Aufschlussreicher als diese zusammenfassende Darstellung klinischer Studien mit Placebo-Gruppen sind jedoch zwei andere Argumentationsfäden im SPIEGEL-Artikel. Zum einen stellt Jörg Blech neuere Ergebnisse der Hirnforschung vor, die aufschlussreiche Erkenntnisse bringen über jene neurologischen und physiologischen Mechanismen im menschlichen Gehirn, die durch Erwartungen und Hoffnungen von Patienten bei einer Therapie in Gang gesetzt werden.

Diese neueren Studien der Hirnforschung haben Erstaunliches gezeigt. So zeichneten an der University of Michigan Computertomografen auf, wie sich körpereigene Schmerzmittel (Endorphine) bilden und an bestimmte Rezeptoren im Gehirn binden, weil die Patientin und Teilnehmerin an dem Versuch festen Glaubens ist, ein neuartiges Schmerzmittel injiziert zu bekommen - in Wirklichkeit jedoch fließt nur Kochsalzlösung. Ähnliche Untersuchungen an der Universität Turin haben Aktivitäten von Nervenzellen in bestimmten Hirnregionen bei Parkinson-Patienten festgehalten, denen man ebenfalls nur ein Placebomittel verabreicht hat. Diese und viele andere Studien zeigen erstmals auch für streng Naturwissenschafts-Gläubige, wie Hoffnungen und Erwartungen von Patienten sich in Hirnaktivitäten oder Veränderungen im Immunsystem niederschlagen, und zwar in einer Weise, die eine daraus resultierende Verbesserung im gesundheitlichen Befinden oder in der Wahrnehmung von Schmerz überaus plausibel und mit medizinischen Erkenntnissen vereinbar macht.
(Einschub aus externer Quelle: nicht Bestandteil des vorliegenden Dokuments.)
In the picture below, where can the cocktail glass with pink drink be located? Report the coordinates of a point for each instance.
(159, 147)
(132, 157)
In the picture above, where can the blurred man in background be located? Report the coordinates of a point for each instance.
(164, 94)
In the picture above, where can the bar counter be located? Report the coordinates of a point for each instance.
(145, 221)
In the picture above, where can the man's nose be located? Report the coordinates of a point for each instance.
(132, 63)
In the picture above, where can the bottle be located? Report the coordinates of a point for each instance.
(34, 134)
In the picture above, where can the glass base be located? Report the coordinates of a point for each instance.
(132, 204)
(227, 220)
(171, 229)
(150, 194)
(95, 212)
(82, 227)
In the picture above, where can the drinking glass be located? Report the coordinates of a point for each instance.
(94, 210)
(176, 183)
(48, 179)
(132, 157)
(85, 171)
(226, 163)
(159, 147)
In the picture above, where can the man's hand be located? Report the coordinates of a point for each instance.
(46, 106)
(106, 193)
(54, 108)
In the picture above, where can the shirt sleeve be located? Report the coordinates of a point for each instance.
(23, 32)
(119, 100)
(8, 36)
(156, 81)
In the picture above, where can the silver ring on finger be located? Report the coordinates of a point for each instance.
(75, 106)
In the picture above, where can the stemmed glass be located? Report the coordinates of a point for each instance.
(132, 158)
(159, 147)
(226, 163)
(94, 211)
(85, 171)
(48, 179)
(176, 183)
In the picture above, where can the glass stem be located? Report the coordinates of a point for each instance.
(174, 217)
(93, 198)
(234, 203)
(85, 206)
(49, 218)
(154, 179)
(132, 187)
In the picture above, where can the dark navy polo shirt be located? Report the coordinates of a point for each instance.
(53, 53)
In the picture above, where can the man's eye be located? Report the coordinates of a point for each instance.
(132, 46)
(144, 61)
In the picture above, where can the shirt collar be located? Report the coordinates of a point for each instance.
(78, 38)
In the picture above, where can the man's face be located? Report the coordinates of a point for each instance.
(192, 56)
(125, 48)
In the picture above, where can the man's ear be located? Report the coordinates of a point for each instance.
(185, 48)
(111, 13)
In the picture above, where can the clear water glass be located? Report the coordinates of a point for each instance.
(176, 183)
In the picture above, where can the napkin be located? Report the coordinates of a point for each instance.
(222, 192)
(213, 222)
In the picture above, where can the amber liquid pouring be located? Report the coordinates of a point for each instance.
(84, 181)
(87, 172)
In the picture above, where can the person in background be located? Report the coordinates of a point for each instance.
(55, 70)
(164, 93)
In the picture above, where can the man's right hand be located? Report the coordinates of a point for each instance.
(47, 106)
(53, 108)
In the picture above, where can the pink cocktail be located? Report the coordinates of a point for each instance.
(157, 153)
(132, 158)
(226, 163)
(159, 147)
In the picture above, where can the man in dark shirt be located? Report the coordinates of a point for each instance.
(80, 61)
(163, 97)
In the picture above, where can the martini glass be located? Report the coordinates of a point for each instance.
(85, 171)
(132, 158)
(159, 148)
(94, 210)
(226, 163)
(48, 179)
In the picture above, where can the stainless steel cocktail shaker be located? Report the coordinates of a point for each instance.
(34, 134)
Zitat: "Zug um Zug entdecken die Forscher: Der Placebo-Effekt ist ein höchst reales Hirngespinst. Er hat eine biologische Entsprechung im Nervensystem und führt zu nachweisbaren Veränderungen im Körper."
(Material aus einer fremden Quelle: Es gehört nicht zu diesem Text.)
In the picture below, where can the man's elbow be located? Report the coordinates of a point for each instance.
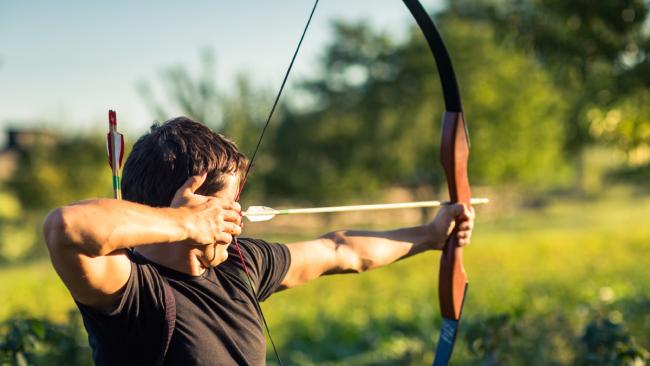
(54, 229)
(58, 231)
Der Artikel verdeutlicht jedoch auch die Ignoranz und Überheblichkeit von Medizinern, die diese Befunde nicht zur Kenntnis nehmen wollen und nach wie vor den erkrankten Menschen als seelenlosen Hi-Tec-Apparat behandeln, bei dem eine Störung durch chemische, physikalische oder chirurgische Maßnahmen behoben werden kann. Deutlich wird dies für Blech etwa an der Geringschätzung von Information und Kommunikation in der ärztlichen Praxis, die jedoch vielfältige Möglichkeiten verhindert, tatsächlich einen für die Therapie wirksamen Placebo-Effekt im Sinne eines festen Glaubens an die Genesung aufzubauen. Möglicherweise resultiert aus dieser Ignoranz der Schulmedizin auch die große Attraktivität der "alternativen Heilmethoden". Zitat aus dem Spiegel-Artikel: "Im Unterschied zu den Schulmedizinern verstehen es die Nadeltherapeuten [Mediziner, die Akupunktur durchführen, FG] offensichtlich viel besser, die Hoffnung ihrer Patienten zu wecken. Der beteiligte Arzt Heinz Endres von der Universität Bochum und seine Kollegen schreiben, dass Akupunktur bedingt durch eine Kombination unspezifischer Faktoren ein Superplacebo darstellt."

Auch gut kontrollierte klinische Studien über die Wirksamkeit bestimmter Therapieformen haben bislang zumeist sehr stark schwarz-weiß gemalt. Eine Interventionsgruppe und eine Kontrollgruppe wurden einander gegenüber gestellt und verglichen, dahinter stand das falsche Denkmodell: Hier wird interveniert, dort geschieht nichts. Völlig unberücksichtigt und unkontrolliert blieben dabei jedoch oftmals die sozialen Rahmenbedingungen des Versuchs und die damit bewirkten, teilweise sehr unterschiedlichen Patientenhoffnungen und -erwartungen, die jedoch den Therapieerfolg maßgeblich mit beeinflussen. Auch die bereits eingangs zitierte Meta-Analyse von Akupunkturstudien bei Knie-Arthrose hat gezeigt, dass die Ergebnisse vermutlich auch abhängig waren von unterschiedlichen Rahmenbedingungen und Erwartungen der Teilnehmer in den einzelnen Gruppen. Ein PDF der Studie ist hier zu finden: Meta-analysis: Acupuncture for Osteoarthritis of the Knee (Ann Intern Med. 2007;146:868-877)

Ein ähnliches Ergebnis zeigte sich auch für die Bilanz der sog. GERAC-Akupunktur-Studie in Deutschland (vgl. Forum Gesundheitspolitik: GERAC-Akupunkturstudien zeigen: Akupunktur ist der Standardtherapie teilweise überlegen. Auch dort wurde deutlich, dass SHAM- und Verum-Akupunktur insbesondere bei chronischen Kopfschmerzen überaus wirksam und der schulmedizinischen Therapie mit Medikamenten überlegen waren, beide jedoch in ähnlich großem Umfang.